NLTK_model = "../results/hmm_tagger-NLTK.pkl"
BW_model = "../results/hmm_tagger-BW.pkl"

# Viterbi Algorithm

In [None]:
class Predictor:
    def __init__(self, tags, transitions, emissions, initial):
        self.tags = tags
        self.transitions = transitions
        self.emissions = emissions
        self.initial = initial

    def viterbi(self, sequence):
        """
        Predict the Part of Speech tags for a given sentence using the Viterbi algorithm
        """
        tags = self.tags
        transitions = self.transitions
        emissions = self.emissions
        initial = self.initial

        # viterbi matrix
        # V[t][i] = value of path with the highest probability that accounts for the first t observations
        V = [{}] 
        # path matrix
        # path[t][i] = path w/ highest probability that accounts for first t observations
        path = [{}]

        # i.e. V is the max(), path is the argmax() 
        
        # initialize first step
        for state in tags:
            # handle OOV words w/ small probability
            emission_prob = emissions[state].get(sequence[0], 1e-5)
            V[0][state] = initial[state] * emission_prob
            path[0][state] = [state]
        
        # recursion
        for t in range(1, len(sequence)):
            V.append({})
            path.append({})
            
            for cur_state in tags:
                # handle OOV
                emission_prob = emissions[cur_state].get(sequence[t], 1e-5)
                
                # initialize max, argmax to nothing
                max_prob = float('-inf')
                max_state = None
                
                # get max, argmax of V[t-1][i]*transitions[i][j] over all states i
                for prev_state in tags: # for all states i
                    # smoothing for missing transitions
                    transition_prob = transitions[prev_state].get(cur_state, 1e-5)

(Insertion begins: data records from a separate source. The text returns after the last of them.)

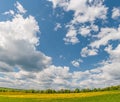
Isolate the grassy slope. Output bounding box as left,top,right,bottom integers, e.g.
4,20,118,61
0,92,120,102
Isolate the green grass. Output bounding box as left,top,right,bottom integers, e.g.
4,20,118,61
0,94,120,102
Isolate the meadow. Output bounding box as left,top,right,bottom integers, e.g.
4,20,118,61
0,90,120,102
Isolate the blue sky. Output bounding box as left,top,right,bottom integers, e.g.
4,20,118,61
0,0,120,89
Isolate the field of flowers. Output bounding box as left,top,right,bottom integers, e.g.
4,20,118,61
0,91,120,102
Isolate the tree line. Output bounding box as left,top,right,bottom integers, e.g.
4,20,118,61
0,85,120,93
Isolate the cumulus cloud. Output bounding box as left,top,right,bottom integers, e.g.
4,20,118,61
81,26,120,57
54,23,62,31
112,7,120,19
49,0,108,44
71,59,83,67
0,2,51,71
81,47,98,57
15,1,27,13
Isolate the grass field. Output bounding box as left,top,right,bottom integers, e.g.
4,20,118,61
0,91,120,102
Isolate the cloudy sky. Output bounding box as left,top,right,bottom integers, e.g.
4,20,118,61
0,0,120,89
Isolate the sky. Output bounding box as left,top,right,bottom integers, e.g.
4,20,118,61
0,0,120,90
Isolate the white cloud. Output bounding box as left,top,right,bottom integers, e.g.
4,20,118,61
3,10,15,15
71,59,83,67
81,26,120,57
90,26,120,48
80,47,98,57
49,0,108,44
0,2,51,71
112,8,120,19
15,1,27,14
54,23,62,31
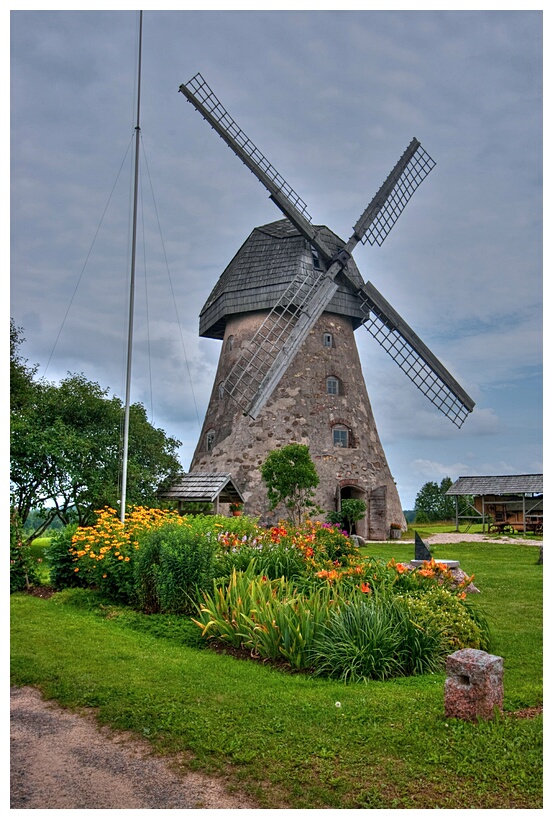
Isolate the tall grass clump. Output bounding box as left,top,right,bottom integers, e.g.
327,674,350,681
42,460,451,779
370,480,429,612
311,595,444,683
195,561,336,670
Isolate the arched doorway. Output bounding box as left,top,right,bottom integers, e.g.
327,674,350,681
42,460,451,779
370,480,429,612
337,483,369,540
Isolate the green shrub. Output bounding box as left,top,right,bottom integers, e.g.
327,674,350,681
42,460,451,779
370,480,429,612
195,560,335,669
215,539,309,580
311,595,442,683
405,586,490,654
134,518,217,614
10,510,38,594
44,524,86,590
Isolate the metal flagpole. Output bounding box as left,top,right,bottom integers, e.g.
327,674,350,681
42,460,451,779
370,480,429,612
121,12,142,523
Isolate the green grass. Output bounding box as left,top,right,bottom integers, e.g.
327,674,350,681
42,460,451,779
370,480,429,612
401,520,543,540
11,542,543,809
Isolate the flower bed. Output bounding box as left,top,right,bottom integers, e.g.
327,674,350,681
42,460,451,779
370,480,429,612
57,507,487,681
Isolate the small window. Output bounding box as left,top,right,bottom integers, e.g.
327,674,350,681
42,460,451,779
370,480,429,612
332,426,349,449
311,247,322,270
326,375,340,395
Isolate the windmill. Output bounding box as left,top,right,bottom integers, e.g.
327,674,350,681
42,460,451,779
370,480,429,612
179,74,474,537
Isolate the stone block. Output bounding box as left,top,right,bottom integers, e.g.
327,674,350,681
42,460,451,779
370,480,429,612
445,648,503,722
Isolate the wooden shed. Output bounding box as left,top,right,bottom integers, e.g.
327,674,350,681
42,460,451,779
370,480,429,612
159,472,244,515
446,475,543,534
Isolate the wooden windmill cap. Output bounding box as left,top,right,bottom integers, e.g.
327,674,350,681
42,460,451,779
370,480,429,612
200,219,363,339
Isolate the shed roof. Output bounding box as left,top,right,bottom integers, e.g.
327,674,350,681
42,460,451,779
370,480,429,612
446,475,543,495
200,219,364,338
160,472,244,503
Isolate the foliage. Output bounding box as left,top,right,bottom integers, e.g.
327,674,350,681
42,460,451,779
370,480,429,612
261,444,319,526
209,521,357,580
10,540,543,810
311,595,443,683
134,518,217,614
415,478,455,523
327,498,367,535
10,322,181,538
10,509,38,593
195,561,335,669
404,586,489,654
10,318,38,417
70,506,182,603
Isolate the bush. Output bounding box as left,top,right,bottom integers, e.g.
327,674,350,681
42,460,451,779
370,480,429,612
44,524,86,590
134,521,217,614
405,586,490,654
327,498,367,535
10,510,38,594
195,561,336,669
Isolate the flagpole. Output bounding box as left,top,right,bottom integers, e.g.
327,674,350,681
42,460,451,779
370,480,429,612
121,12,142,523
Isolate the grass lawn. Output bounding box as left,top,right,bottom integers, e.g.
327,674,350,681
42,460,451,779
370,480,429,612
11,541,543,809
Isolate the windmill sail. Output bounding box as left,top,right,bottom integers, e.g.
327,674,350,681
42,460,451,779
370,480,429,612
359,282,474,427
179,74,474,427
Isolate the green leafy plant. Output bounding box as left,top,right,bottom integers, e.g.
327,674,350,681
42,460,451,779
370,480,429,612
327,498,367,535
261,444,319,525
195,561,336,669
134,519,216,614
311,595,443,683
44,523,82,589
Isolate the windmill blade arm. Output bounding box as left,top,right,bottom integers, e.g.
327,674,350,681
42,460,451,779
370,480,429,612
224,264,339,418
179,74,332,261
359,282,474,427
346,139,436,250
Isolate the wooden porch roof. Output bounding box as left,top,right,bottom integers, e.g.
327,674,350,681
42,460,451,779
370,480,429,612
159,472,244,503
446,475,543,495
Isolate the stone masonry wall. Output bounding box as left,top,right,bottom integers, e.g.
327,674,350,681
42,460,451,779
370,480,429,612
190,313,404,540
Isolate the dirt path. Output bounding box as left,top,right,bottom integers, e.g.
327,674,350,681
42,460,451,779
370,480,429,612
10,688,256,810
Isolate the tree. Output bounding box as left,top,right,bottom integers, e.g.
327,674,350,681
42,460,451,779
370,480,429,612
10,318,38,414
415,478,455,523
327,498,367,535
261,444,319,525
10,326,182,537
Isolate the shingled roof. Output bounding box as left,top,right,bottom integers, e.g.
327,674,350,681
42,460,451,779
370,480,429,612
446,475,543,495
159,472,244,503
200,219,363,338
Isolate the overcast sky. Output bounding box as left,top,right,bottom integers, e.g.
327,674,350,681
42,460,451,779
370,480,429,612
10,10,543,509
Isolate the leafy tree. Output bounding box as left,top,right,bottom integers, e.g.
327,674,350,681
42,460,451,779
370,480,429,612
261,444,319,525
10,318,38,414
327,498,367,535
10,329,182,538
415,478,455,523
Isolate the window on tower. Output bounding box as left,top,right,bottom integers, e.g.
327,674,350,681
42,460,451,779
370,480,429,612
311,247,322,270
326,375,340,395
332,424,349,449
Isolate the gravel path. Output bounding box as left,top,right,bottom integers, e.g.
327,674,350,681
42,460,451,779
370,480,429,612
10,687,256,810
374,532,543,546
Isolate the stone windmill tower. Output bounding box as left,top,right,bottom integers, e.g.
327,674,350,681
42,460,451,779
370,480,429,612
180,74,474,539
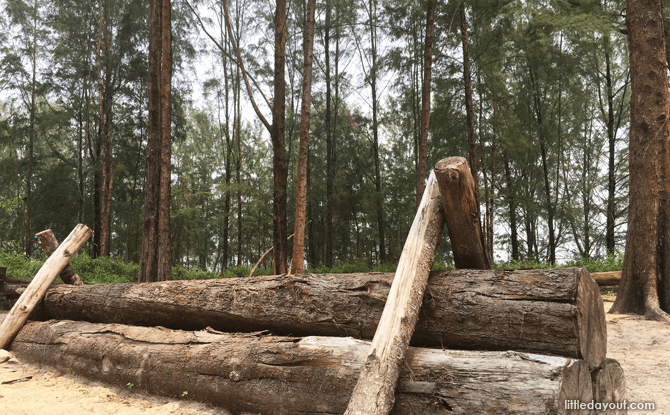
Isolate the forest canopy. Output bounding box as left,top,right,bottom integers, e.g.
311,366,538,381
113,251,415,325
0,0,640,271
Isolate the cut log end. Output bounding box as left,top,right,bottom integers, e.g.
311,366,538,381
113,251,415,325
574,268,607,369
433,157,490,269
591,359,628,415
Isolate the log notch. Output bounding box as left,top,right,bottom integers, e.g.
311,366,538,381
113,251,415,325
434,157,491,269
591,359,628,415
36,268,607,368
591,271,621,286
37,229,83,285
11,321,593,415
0,223,92,349
345,173,444,415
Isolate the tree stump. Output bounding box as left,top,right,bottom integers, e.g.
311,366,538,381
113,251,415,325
433,157,491,269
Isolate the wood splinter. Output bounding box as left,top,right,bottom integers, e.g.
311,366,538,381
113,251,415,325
37,229,83,285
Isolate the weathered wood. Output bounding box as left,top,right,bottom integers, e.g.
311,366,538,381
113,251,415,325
591,271,621,286
345,172,444,415
0,224,92,349
433,157,491,269
591,359,628,415
11,321,592,415
37,229,83,285
39,268,607,367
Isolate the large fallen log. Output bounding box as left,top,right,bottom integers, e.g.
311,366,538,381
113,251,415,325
344,172,444,415
11,321,593,415
34,268,607,368
0,223,93,349
36,229,83,285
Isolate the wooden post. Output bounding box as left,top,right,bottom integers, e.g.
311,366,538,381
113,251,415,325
434,157,491,269
345,172,444,415
0,223,92,349
37,229,83,285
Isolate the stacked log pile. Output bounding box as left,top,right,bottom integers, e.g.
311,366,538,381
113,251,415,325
7,268,625,414
0,158,625,415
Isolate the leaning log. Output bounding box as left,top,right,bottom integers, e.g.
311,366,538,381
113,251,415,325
344,172,444,415
11,321,592,415
591,359,628,415
433,157,491,269
34,268,607,368
0,224,92,349
37,229,83,285
591,271,621,286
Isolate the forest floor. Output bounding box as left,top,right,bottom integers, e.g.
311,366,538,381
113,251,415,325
0,295,670,415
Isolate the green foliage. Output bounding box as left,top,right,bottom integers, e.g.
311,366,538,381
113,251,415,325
494,253,623,272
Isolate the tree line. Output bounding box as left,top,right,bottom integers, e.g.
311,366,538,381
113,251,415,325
0,0,630,272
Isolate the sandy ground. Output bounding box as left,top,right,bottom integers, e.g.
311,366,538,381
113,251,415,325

                    # V[t-1][i]*transitions[i][j]
                    prob = V[t-1][prev_state] * transition_prob * emission_prob
                    
                    # max, argmax
                    if prob > max_prob:
                        max_prob = prob
                        max_state = prev_state
                
                # V[t][j] = max(V[t-1][i]*transitions[i][j])*emissions[j][observation_t]
                V[t][cur_state] = max_prob
                # path[t][j] = argmax(V[t-1][i]*transitions[i][j])*emissions[j][observation_t]
                path[t][cur_state] = path[t-1][max_state] + [cur_state]
                    

        # termination + backtracking
        T = len(sequence)-1 # T = last time-step

        best_final_state = max(V[T], key=V[T].get)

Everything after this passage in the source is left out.